Abstract
** The latest version of this paper has been published in the Journal of Advances in Modeling Earth Systems (JAMES) from AGU. Please refer to the latest version on JAMES and cite as:
Li, P., & Sharma, A. (2024). Hyper-local temperature prediction using detailed urban climate informatics.
Journal of Advances in Modeling Earth Systems, 16, e2023MS003943.
https://doi.org/10.1029/2023MS003943 Modeling urban microclimate accurately is challenging due to the high
surface heterogeneity of urban land cover and the vertical structure of
street morphology. Recent years have witnessed significant efforts in
numerical modeling and data collection of the urban environment.

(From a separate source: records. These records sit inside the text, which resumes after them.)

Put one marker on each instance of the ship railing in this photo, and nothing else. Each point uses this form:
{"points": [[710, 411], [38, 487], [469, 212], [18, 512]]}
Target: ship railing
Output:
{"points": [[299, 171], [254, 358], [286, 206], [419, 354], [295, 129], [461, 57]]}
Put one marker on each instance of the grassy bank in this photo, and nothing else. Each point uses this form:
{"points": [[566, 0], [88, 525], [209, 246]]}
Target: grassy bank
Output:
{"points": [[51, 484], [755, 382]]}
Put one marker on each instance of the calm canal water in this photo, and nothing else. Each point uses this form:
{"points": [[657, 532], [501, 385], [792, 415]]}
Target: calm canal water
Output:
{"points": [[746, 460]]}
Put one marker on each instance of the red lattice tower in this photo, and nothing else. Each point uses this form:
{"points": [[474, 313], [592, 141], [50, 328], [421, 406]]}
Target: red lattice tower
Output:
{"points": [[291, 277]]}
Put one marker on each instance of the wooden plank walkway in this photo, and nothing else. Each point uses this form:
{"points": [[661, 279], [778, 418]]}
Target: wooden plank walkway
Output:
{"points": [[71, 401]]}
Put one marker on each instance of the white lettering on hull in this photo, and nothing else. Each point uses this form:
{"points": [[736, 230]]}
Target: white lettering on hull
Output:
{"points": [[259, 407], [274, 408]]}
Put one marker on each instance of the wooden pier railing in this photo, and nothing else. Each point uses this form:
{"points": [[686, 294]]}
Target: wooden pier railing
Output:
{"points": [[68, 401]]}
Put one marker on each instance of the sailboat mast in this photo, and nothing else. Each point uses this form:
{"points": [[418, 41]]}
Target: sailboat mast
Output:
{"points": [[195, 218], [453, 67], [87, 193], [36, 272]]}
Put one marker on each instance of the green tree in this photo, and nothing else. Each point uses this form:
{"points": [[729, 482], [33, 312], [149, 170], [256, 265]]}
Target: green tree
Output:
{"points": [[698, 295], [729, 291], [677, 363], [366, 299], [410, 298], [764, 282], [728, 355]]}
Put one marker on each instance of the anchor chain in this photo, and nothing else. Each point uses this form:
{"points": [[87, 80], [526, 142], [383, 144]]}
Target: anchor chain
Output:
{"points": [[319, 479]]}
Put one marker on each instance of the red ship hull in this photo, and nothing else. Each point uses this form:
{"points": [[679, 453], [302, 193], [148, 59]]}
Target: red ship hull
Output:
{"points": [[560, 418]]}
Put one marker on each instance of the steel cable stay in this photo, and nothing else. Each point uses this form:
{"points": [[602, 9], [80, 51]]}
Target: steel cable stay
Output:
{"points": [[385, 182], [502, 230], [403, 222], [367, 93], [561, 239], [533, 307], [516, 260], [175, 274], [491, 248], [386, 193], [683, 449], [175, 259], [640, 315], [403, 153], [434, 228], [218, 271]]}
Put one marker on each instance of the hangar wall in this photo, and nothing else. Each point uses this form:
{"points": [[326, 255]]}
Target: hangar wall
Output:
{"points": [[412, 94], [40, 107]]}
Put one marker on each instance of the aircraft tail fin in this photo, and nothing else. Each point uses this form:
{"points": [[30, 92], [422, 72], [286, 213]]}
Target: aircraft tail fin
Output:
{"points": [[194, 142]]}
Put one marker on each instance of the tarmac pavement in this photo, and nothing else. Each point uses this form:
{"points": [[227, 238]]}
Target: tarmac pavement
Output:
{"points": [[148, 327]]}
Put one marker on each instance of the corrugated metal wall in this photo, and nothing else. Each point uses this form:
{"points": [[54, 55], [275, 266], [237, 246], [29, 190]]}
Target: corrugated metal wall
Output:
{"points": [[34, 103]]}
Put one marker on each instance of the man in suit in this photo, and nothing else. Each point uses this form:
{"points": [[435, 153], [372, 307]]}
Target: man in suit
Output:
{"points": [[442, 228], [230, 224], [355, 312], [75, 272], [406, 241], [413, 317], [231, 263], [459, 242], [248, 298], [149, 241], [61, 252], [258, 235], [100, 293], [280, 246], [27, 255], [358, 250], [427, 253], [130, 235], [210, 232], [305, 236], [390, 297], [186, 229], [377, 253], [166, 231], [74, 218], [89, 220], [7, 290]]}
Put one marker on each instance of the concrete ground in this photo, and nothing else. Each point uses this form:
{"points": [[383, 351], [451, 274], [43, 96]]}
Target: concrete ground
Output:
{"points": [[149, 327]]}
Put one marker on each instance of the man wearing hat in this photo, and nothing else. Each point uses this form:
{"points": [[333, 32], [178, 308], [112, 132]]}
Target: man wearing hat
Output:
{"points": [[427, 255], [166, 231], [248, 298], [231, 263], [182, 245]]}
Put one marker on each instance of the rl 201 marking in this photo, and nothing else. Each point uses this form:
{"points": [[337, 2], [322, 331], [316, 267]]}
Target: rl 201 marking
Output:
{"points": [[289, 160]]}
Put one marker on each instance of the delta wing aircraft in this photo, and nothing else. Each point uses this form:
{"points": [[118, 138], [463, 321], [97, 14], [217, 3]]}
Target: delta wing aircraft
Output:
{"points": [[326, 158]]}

Nonetheless, it is difficult for the physical-based models to fully
utilize the high-resolution data under the constraints of computing
resources. The advancement in machine learning techniques offers the
computational strength to handle the massive volume of data. In this
study, we proposed a machine learning approach to estimate point-scale
street-level air temperature from the urban-resolving mesoscale climate
model and a suite of hyper-resolution urban informatics, including
three-dimensional urban morphology, parcel-level land use inventory, and
a dense weather observation network. We implemented this approach in the
City of Chicago as a case study. The proposed approach vastly improves
the resolution of temperature predictions in cities, which will help the
city with walkability, drivability, and heat-related behavioral studies.
Moreover, we tested the model's reliability on out-of-sample locations
to investigate the application potentials to the other areas. This study
also aims to gain insights into next-gen urban climate modeling and
guide city observation efforts to build the strength for the holistic
understanding of urban microclimate dynamics.